Copyright © 2004 Society for Applied Microbiology. The published version is available at http://dx.doi.org/10.1111/j.1365-2672.2004.02400.x. The Definitive version is available at www.blackwell-synergy.com
NOTE: At the time of publication, the author P.S.M. Yeung was not yet affiliated with Cal Poly.
Aims: The objective of this study was to generate strain-specific genomic patterns of a bank of 67 commercial and reference probiotic strains, with a focus on probiotic lactobacilli.
Methods and Results: Pulsed-field gel electrophoresis (PFGE) was used as the primary method for strain differentiation. This method was compared with carbohydrate fermentation analysis. To supplement visual comparison, PFGE patterns were analysed quantitatively by cluster analysis using unweighted pair group method with arithmetic averages. SmaI, NotI and XbaI were found to effectively generate clear and easy-to-interpret PFGE patterns of a range of probiotic strains. Some probiotic strains from different sources shared highly similar PFGE patterns.
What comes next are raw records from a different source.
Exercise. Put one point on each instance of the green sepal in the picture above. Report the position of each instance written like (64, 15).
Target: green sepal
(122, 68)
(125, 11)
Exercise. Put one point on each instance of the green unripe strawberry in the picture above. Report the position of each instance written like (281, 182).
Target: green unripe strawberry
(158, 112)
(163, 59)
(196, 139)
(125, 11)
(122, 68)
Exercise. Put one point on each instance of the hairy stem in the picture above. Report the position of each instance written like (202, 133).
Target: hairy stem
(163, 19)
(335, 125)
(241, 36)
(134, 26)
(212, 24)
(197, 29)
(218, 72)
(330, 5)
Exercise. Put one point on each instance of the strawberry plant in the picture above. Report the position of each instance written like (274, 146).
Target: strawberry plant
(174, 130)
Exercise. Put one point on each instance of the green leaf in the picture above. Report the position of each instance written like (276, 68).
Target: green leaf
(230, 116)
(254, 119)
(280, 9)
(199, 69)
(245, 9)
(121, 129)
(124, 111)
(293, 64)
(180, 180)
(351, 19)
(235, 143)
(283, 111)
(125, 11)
Conclusions: Results document the value of genotypic strain identification methods, combined with phenotypic methods, for determining probiotic strain identity and relatedness. No correlation was found between relatedness determined by carbohydrate fermentation profiles alone compared with PFGE analysis alone. Some commercial strains are probably derived from similar sources.
Significance and Impact of the Study: This approach is valuable to the probiotic industry to develop commercial strain identification patterns, to provide quality control of strain manufacturing production runs, to track use of protected strains and to determine the relatedness among different research and commercial probiotic strains.